Homeplus, one of the three largest discount chains and a local unit of Britain's Tesco, ended the nine-hour suspension on Wednesday night, its spokeswoman told AFP.
"We resumed displaying and selling US beef at our stores... as the government said there was little possibility that the beef contaminated with mad cow disease had been imported here," Homeplus said in a statement.
US authorities Tuesday reported the country's first case of mad cow disease in six years.

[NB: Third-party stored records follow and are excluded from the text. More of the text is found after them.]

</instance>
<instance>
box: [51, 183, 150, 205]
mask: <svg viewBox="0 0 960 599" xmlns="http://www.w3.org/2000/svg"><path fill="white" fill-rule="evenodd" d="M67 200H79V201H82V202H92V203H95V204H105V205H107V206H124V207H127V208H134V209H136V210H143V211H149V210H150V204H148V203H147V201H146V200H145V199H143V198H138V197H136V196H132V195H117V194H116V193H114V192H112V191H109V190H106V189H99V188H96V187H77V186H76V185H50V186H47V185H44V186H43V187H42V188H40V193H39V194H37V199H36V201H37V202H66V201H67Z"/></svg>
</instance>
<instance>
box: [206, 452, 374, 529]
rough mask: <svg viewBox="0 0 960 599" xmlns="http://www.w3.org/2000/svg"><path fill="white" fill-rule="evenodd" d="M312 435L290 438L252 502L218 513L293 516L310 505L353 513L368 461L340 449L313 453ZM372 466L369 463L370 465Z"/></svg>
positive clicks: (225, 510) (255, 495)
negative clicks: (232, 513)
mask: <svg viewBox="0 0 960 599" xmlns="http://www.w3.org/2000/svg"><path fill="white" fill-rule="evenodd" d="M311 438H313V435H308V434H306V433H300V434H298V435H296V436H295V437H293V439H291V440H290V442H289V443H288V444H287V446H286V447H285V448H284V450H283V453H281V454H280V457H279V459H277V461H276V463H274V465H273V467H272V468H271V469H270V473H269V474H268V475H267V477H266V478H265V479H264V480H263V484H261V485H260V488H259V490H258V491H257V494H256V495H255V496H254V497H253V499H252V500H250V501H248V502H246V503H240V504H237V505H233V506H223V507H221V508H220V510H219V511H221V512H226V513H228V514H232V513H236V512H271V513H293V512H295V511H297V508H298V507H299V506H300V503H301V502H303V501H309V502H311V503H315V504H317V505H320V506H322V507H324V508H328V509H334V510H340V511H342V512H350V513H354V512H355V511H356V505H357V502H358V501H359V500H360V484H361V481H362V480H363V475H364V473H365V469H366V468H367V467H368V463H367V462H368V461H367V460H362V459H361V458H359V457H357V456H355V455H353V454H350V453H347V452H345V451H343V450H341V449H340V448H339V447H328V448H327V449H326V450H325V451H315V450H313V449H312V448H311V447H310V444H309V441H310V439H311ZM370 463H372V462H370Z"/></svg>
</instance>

They stressed there was no danger that meat from the affected dairy cow would enter the food chain.
Homeplus and Lotte Mart -- another South Korean retail giant -- suspended US beef sales on Wednesday morning.
Lotte Mart will not resume the sales for the time being, its spokesman said, adding it needs more time to monitor the situation.
The Seoul government said Wednesday it would not ban US beef imports but vowed to strengthen inspections.
US beef has been a highly contentious issue in recent years in South Korea.
After barring imports in late 2003 following a mad cow case, Seoul agreed in 2008 to resume most beef imports.
The decision sparked a weeks-long wave of mass street protests. Rallies were ostensibly about the dangers of mad cow disease but took on a general anti-government tone.
They died down after Seoul announced it would restrict imports from older cattle, seen as more susceptible to the disease.
South Korea imported 107,000 tonnes of US beef last year, 37 percent of total imports of the meat, according to the agriculture ministry.